Bigger, better, faster, stronger… fighting your way to the top is now completely unimportant to me. Been there, done that, bought the tee-shirt… didn’t like any of it. These days my life is much simpler, and without expectations. The world owes me nothing. It is what it is. What it gives me I accept with gratitude.
Mrs D: Can you pinpoint any main benefits that have emerged for you from getting sober?
Stan: This is an easy one… peace of mind.
Mrs D: Would you do anything differently given the chance to go through the process again?
Stan: It would be nice to say “I wish I’d done it years earlier”, but I don’t think it’s true. I don’t think I could have actually pulled off stopping drinking until I was down on my knees. I think that the complete hopelessness and despair is the only thing that allowed me to let go of how things were, and try a completely new way… and stopping drinking altogether was a completely new way.
Mrs D: Any advice or tips for those who are just starting on this journey?
Stan: There are some things, that if I’d known them (or believed them) could have made it possible to stop earlier, and/or made it easier. Stopping drinking IS ACTUALLY POSSIBLE. Lots of people do it.
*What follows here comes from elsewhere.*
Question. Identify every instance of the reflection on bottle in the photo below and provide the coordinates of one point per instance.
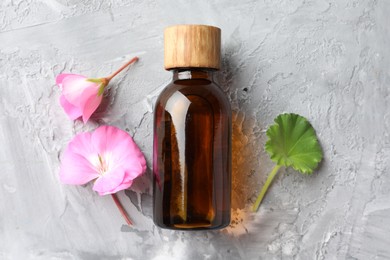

But I thought I was the only person suffering what I was going through. This is not true. There are lots of others, and they have come out the other end smiling. It is not only possible to stop drinking it is well worth it. I didn’t know or believe that. I thought I was giving up something good. Alcoholism is an illness, not a weakness, so treat it like one. Go and get help, because it’s not going to get better on its own – it’s only going to get worse.
Mrs D: We can’t do this alone.
Stan: Alcoholism is a mental illness, and the fight is with myself. Half of my mind is saying “drinking is good. Have a drink. It will make you feel better”. The other half of my mind is saying “drinking is bad. Don’t do it”. The part of my mind that’s instructing me to drink is primal and insistent… it comes from very deep within and is emotionally driven. The part that says I should not drink is intellectually driven. In the long run instinct and emotion will win… they are the more powerful, and the willpower needed to resist them is not infinite. It is a battle with myself, and the illness is (exactly) just as smart as I am. Alone I do not have to power to overcome it. Find someone, or some people, that can and will help you because we lack the power to overcome it ourselves. This is an absolute truth. If I had the power to stop drinking myself then I would have done so years earlier. Only with other people did I have enough strength to win through.
Mrs D: Anything else you’d like to share?
Stan: Alcoholism is progressive, and it’s going to get keep getting worse. You are going to lose everything unless you do something. “If you do not change direction, then you’ll probably end up where you are headed”. If you’ve tried to stop drinking but can’t then tell someone you need help: your partner, your closest friend, your doctor, CADS, AA, anyone… but tell someone, and ask for help! (and tell them the actual, honest truth… not what you’d like them to hear!). There is no point sitting and wishing and wanting things to be different. They are what they are and won’t change until you do something to change them. Your problems aren’t going to go away on their own. No-one is coming along on a white horse to save you. Nothing changes if nothing changes. Do something. Do something that gives you hope that the future can be different.